9punkt - Die Debattenrundschau

Das kann hier jetzt tagelang dauern

Rundblick durch die Feuilletondebatten. Wochentags um 9 Uhr, sonnabends um 10 Uhr.
15.10.2019. Die Polen haben sich einfach kaufen lassen, meint die SZ nach dem Triumph der PiS-Partei bei den Wahlen. Dass Kaczyński die Demokratie und den Rechtsstaat schleift, wissen sie, aber es ist ihnen egal. In der NZZ möchte der Wissenschaftsphilosoph Claus Beisbart Maschinen Ethik beibringen, bevor sie Entscheidungen über unser Leben treffen. In der taz ergründet die Psychologin Eva Walther die Psychologie der AfD-Wählerschaft. Im Guardian erklärt Edward Snowden, warum Hintertürchen für die Regierungen in verschlüsselten Diensten nichts Gutes sind.
Efeu - Die Kulturrundschau vom 15.10.2019 finden Sie hier

Europa

Barbara Oertel kommentiert in der taz das triumphale Abschneiden der PiS-Partei in den polnischen Wahlen am Sonntag, die vor allem durch ihrer großzügige Sozialpolitik "geliefert" habe: "Man muss auch zur Kenntnis nehmen, dass es für die Mehrheit der Pol*innen offensichtlich eine untergeordnete Rolle spielt, ob die Regierungspartei versucht die Medien gleichzuschalten oder Hand an die Grundfesten der Gewaltenteilung legt. Mit der Stärke der PiS korreliert die Schwäche der Opposition. Die liberalkonservative Bürgerkoalition KO hat ihre Auszeit in der Opposition nicht dazu genutzt, um sich neu aufzustellen."

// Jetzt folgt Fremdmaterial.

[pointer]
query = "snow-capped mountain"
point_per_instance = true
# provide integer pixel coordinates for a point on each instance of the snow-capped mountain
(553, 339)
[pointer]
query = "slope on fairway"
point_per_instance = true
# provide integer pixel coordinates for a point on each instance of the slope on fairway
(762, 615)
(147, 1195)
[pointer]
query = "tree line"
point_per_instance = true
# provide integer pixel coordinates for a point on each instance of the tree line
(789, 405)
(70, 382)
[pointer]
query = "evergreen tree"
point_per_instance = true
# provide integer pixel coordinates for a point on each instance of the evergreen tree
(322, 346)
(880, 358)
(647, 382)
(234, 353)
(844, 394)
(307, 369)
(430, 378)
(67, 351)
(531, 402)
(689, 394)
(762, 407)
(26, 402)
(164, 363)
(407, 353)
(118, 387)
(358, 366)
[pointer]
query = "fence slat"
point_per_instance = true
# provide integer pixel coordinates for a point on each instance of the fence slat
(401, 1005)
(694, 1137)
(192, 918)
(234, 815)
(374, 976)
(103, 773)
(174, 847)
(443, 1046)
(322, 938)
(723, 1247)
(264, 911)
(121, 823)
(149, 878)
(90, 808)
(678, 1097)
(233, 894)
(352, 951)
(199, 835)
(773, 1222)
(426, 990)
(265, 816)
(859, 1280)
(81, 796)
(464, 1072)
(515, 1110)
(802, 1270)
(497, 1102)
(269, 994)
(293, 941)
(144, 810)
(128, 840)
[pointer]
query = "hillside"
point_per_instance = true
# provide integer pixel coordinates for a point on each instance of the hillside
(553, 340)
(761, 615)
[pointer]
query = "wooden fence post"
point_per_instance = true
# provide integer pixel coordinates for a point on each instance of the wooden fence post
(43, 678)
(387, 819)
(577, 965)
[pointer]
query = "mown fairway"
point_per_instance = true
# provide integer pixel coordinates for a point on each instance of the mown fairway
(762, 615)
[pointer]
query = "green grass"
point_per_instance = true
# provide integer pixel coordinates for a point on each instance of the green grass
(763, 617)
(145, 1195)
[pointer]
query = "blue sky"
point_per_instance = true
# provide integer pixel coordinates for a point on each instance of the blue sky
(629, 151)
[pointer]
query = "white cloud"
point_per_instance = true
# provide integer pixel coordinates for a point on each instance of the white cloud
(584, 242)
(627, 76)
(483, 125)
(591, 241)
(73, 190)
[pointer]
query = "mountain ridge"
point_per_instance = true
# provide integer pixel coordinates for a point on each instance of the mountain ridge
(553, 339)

Die Polen haben sich einfach kaufen lassen, meint ein enttäuschter Florian Hassel in der SZ. Dass Kaczyński die Demokratie und den Rechtsstaat schleift, wissen sie, aber es ist ihnen egal, so Hassel: "Als die PiS-Regierung nach knapp eineinhalb Jahren im Amt die Unabhängigkeit des Verfassungsgerichtes kassiert und etliche weitere Rechtsbrüche begangen hatte, gaben im Jahr 2017 bei einer Ipsos-Umfrage 46 Prozent der befragten Polen an, ihnen sei Wohlstand wichtiger als Demokratie. Auch im Vergleich mit anderen früheren Staaten des Ostblocks haben sich viele Polen nicht mit Ruhm bekleckert. Die Rumänen etwa demonstrierten seit Jahren im ganzen Land immer wieder gegen die Umtriebe ihrer postkommunistischen Skandalregierung. Im Mai straften sie diese bei der Europawahl ab und halbierten die Regierungspartei von 45 auf 22,5 Prozent der Stimmen. Vergleichbares nachhaltiges Engagement blieb in Polen aus."

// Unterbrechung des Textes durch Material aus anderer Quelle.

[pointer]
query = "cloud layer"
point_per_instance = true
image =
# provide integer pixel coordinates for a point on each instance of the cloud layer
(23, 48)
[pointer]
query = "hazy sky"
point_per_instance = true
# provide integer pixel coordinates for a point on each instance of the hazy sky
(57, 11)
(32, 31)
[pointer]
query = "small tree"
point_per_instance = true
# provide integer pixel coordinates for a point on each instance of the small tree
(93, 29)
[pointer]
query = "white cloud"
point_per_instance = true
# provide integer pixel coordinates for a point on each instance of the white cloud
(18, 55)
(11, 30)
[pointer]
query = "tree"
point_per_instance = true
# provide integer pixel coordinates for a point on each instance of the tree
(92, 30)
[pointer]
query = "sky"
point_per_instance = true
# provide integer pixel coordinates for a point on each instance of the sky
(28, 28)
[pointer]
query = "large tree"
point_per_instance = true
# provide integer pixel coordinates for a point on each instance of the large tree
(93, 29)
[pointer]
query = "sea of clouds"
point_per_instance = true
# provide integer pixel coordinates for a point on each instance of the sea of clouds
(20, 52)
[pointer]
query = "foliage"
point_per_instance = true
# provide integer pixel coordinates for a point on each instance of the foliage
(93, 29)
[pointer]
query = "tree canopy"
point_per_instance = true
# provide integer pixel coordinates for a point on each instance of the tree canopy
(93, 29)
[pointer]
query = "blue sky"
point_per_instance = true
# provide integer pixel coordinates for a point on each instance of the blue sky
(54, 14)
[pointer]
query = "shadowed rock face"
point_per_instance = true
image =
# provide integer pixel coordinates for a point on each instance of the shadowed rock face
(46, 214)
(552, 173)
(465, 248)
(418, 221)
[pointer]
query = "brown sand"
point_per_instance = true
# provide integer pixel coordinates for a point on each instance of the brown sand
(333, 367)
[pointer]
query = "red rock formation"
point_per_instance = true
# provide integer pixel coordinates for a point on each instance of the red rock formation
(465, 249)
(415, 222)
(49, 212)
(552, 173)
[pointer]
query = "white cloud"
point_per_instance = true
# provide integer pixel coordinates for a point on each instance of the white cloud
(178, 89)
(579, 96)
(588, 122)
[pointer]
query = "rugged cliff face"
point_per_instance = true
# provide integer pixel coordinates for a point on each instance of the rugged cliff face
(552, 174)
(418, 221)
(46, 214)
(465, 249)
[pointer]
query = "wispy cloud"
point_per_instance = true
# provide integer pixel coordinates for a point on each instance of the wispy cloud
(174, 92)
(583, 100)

Während die Polen ihre Demokratie sehenden Auges den Bach runtergehen lassen, kämpfen nicht nur Rumänen, sondern auch Armenier um die ihre. Zumindest in Armenien, wo inzwischen die Bürgerrechtspartei Zivilvertrag regiert, zeigt Europa wenig Interesse an diesem Kampf, ärgert sich in der NZZ Marko Martin. Dass sie sich als kleines Land außenpolitisch an Russland und dem Iran orientieren, findet Martin verständlich: "Der landesweit bekannte Politikanalyst Tevan Poghosyan, der auch Paschinjan berät, kann deshalb durchaus polemisch werden, wenn er harsch eine 'Brüsseler Optik' kritisiert: 'Welch Arroganz, uns als 'prorussisch' oder gar 'proiranisch' zu beäugen. Wir sind gegenüber diesen Nachbarn, die uns verlässlich die Rohstoffe liefern, auf die wir angewiesen sind, weder pro noch contra, sondern vertreten einfach unsere armenischen Interessen.'"

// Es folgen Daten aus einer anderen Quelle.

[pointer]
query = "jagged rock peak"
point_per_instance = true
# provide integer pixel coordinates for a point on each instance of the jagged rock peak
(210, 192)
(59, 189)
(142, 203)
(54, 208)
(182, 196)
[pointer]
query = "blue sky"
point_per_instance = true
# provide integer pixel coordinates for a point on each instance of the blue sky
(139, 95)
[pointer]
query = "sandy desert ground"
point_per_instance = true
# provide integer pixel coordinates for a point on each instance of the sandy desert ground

Der oberste Gerichtshof Spaniens hat in dem international beachteten Prozess gegen die katalanischen Separatisten insgesamt ein gutes Urteil gefällt, findet Paul Ingendaay in der FAZ: "Das Gericht folgte nicht denen, die drakonische Strafen gefordert hatten. So vermied es zweierlei: aus der Verfassung einen Fetisch und die Angeklagten zu Märtyrern zu machen. Nach katalanischem Strafvollzugsrecht könnte es sogar sein, dass selbst die mit der Höchststrafe von zwölf und dreizehn Jahren Haft belegten Angeklagten schon binnen kurzem in den offenen Vollzug kommen, also nur noch die Nächte zwischen Montag und Donnerstag hinter Gittern verbringen müssen."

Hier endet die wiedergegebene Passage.